The Birth of J. R. R. Tolkien’s Love-Child Culture in “The Two Towers”
Although he is renowned worldwide for his works that revitalized the high fantasy literary genre, J. R. R. Tolkien was, first and foremost, a philologist and literary scholar before he was ever a writer. As such, his expansive knowledge of North- and West Germanic traditions, mythologies, and languages had a profound influence on the deep lore of the various peoples of his constructed world, Middle-earth.
One such people group, known as the Rohirric culture, was introduced in The Two Towers, the second volume of Tolkien’s greater work, The Lord of the Rings. Inspired by the advantageous aspects of the real-life Anglo-Saxons’ geopolitical reality, language, and kinship hierarchy, the author designed the Rohirrim to express his vision of what an ideal medieval British culture could have been. By incorporating details from the ethnogenesis of the real-life Anglo-Saxon culture into that of the Rohirrim, Tolkien exemplifies how a distinct national identity can emerge and thrive as a result of geographic insularity.
According to Appendix A of the text – wherein the author elaborates on the lineage of Middle-earth’s various leaders – the “forefathers” of the Rohirrim were the “Éothéod,” a horse-riding nation of humans “straitened in the land of their own home” in northern Middle-earth (1395). “[I]n reward for [their] aid” driving the “savage” eastern invaders away from the frontier of the influential Kingdom of Gondor, the Éothéod were granted permission to settle the very territory that they had liberated (1396). Better known by its exonym “Rohan,” this temperate steppe was characterized by “wide meads” and seemingly endless pastures reminiscent of the southern British lowlands upon which the migratory Angles, Saxons, Jutes, and Frisians established their kingdoms in the Early Middle Ages (Tolkien 549; Higham and Ryan 6).

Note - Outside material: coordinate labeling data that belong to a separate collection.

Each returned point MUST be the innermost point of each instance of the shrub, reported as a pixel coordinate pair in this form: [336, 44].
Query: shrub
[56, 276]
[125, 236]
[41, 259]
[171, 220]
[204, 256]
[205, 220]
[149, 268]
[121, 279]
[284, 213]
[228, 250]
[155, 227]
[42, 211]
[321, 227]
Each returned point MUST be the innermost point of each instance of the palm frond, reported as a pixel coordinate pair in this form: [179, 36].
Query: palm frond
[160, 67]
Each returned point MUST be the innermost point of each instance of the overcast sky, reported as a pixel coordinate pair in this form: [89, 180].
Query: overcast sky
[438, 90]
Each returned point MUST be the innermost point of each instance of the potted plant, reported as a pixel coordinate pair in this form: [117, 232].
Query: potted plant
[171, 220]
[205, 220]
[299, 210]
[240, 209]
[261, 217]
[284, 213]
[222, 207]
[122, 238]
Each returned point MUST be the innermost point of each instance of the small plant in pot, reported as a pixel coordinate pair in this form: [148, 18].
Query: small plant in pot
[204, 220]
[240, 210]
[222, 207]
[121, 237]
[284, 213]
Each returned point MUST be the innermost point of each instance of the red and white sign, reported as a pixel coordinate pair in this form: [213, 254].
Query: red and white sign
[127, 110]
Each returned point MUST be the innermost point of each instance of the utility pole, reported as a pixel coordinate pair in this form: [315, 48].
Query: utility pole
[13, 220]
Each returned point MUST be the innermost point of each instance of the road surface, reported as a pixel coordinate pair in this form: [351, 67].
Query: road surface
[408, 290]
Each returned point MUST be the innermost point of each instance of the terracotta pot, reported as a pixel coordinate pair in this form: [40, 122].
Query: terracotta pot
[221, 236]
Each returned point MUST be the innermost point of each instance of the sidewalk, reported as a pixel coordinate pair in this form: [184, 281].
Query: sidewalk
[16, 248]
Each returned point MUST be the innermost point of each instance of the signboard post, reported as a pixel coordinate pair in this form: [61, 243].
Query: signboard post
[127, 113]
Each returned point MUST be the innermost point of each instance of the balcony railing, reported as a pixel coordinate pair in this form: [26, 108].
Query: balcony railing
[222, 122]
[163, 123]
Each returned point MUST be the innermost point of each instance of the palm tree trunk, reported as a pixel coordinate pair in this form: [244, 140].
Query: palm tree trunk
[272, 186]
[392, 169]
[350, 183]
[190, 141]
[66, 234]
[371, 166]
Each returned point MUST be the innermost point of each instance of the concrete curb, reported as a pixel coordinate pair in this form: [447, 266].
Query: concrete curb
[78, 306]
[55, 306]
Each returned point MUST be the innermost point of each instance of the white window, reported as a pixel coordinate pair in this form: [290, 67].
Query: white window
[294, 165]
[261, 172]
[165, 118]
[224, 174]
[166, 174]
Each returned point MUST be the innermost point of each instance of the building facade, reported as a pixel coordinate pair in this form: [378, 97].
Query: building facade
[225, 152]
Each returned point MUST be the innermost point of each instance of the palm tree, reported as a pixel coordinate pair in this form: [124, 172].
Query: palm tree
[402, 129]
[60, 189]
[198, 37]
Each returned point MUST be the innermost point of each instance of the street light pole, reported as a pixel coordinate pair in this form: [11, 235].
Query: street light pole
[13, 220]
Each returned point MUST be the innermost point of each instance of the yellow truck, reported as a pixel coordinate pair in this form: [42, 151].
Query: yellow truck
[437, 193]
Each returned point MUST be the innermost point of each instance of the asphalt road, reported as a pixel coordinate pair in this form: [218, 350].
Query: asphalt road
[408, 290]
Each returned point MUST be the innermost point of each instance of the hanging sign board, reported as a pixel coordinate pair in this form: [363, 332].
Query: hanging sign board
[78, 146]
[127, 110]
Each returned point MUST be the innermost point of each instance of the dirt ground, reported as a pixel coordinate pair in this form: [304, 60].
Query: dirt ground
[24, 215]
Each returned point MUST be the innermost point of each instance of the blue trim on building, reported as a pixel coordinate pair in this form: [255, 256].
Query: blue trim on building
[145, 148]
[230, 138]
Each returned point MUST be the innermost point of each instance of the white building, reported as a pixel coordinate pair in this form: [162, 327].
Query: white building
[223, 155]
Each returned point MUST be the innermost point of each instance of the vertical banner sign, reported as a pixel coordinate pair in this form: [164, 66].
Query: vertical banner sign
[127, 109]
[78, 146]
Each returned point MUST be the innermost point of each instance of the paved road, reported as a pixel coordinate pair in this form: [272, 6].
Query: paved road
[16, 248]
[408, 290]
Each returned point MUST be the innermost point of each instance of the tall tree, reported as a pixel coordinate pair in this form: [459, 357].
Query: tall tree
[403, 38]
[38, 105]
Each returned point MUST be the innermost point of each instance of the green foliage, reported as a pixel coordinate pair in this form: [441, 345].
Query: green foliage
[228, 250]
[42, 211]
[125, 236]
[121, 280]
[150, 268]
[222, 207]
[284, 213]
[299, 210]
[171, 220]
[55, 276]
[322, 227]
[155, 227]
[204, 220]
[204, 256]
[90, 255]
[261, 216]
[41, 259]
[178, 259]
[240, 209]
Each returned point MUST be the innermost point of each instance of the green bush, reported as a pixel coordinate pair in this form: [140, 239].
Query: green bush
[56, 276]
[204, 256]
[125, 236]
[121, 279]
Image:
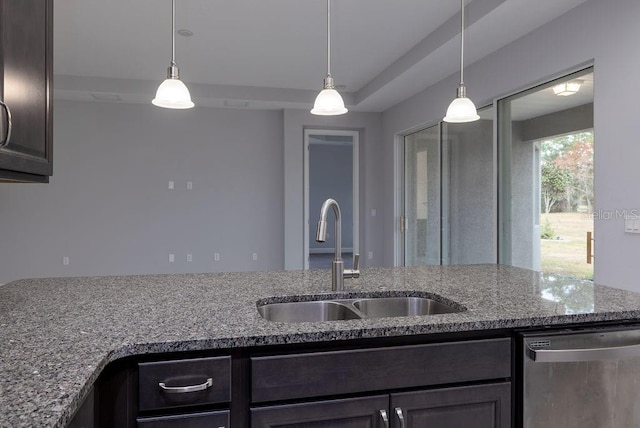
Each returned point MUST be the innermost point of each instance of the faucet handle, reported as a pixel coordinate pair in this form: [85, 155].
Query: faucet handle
[354, 272]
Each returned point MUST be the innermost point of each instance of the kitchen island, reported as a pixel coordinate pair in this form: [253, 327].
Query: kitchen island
[59, 334]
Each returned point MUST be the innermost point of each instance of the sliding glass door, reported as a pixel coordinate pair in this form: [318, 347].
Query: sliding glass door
[546, 177]
[449, 198]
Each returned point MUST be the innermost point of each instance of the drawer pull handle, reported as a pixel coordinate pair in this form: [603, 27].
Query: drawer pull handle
[400, 417]
[186, 389]
[385, 418]
[7, 136]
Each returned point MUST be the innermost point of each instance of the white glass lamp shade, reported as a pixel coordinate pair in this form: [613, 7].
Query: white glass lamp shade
[567, 88]
[328, 103]
[172, 93]
[461, 110]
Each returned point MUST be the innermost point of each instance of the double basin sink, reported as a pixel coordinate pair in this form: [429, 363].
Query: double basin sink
[354, 308]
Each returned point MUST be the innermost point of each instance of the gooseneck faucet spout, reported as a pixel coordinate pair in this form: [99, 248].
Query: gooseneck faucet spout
[338, 273]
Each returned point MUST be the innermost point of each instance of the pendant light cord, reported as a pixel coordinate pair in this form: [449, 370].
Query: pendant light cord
[173, 32]
[328, 37]
[462, 44]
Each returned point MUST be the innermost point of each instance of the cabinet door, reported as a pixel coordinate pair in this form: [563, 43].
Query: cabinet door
[347, 413]
[25, 87]
[478, 406]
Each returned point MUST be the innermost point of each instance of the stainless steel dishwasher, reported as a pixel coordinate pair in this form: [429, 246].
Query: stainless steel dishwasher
[581, 378]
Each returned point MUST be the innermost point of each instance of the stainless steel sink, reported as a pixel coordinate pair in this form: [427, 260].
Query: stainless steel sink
[401, 307]
[355, 308]
[322, 310]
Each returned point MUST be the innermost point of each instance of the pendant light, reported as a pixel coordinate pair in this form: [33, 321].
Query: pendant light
[328, 102]
[172, 93]
[461, 108]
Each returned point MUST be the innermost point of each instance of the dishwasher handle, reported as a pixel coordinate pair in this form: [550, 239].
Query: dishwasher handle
[583, 354]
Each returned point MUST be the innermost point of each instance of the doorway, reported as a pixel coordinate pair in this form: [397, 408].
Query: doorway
[546, 145]
[331, 171]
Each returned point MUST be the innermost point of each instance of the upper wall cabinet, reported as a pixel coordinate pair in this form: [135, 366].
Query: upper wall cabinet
[26, 68]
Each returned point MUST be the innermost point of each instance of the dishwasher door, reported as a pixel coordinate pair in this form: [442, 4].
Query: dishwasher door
[586, 379]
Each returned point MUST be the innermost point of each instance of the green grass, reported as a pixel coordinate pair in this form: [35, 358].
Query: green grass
[567, 256]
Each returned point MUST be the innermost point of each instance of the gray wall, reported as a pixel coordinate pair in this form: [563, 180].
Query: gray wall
[524, 194]
[331, 176]
[108, 207]
[597, 31]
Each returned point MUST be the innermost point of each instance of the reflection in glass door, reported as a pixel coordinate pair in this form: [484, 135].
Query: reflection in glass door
[449, 194]
[420, 224]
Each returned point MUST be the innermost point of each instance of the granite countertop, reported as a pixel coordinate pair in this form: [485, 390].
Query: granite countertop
[58, 334]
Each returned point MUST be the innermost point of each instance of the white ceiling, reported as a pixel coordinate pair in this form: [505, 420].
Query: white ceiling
[272, 53]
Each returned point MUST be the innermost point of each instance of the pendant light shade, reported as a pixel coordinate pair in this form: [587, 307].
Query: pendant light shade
[461, 109]
[328, 102]
[173, 93]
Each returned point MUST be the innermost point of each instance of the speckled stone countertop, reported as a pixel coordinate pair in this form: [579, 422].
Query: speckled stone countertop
[58, 334]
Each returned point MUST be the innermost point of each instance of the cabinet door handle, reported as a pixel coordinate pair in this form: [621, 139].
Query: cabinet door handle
[400, 417]
[7, 136]
[385, 418]
[186, 389]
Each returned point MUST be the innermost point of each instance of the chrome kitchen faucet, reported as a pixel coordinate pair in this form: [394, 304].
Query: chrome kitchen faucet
[338, 272]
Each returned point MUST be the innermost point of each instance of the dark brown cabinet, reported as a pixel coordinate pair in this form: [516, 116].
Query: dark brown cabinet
[26, 69]
[479, 406]
[451, 384]
[346, 413]
[407, 384]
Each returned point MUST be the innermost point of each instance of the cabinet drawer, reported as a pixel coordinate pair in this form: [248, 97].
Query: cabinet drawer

Just as the English Channel and North Sea isolated these intersecting West Germanic cultures from the European mainland, the Rohirrim also remained culturally distinct from their neighbours in part thanks to the insularity provided to them by the forests of Fangorn and Lórien to the North, the rivers to the East and West, and “the wooded eaves of the White Mountains” to the South (555). In spite of the advantages provided to both newly-settled nations by these physical barriers, the political interests of their stronger neighbouring allies had the potential to infringe on the survival of their respective cultures. Whereas the horseless Anglo-Saxons ultimately fell to the influence of the Danish Vikings and the Norman French Elite, Tolkien deliberately illustrates the Rohirrim as masters of their terrain and imbued with horses. Although subject to the condescending influence of the neighbouring Gondorian allies that regarded them as mere “Middle Peoples,” their prowess as warriors on horseback allowed them to hold their lands much longer than the Anglo-Saxons ever could (887). As such, the people of Rohan remained free “under their own kings and laws,” surpassing their real-life counterparts technologically by not only building straw houses and mead halls, but fortified structures such as the one at Helm’s Deep (1396). By equipping the Rohirrim with the tools required to transcend the Anglo-Saxons within their accorded geopolitical reality, Tolkien demonstrates how the unadulterated Anglo-Saxons that he valued so much had the potential to resist the strong external influences that resulted in the patchwork English culture of today.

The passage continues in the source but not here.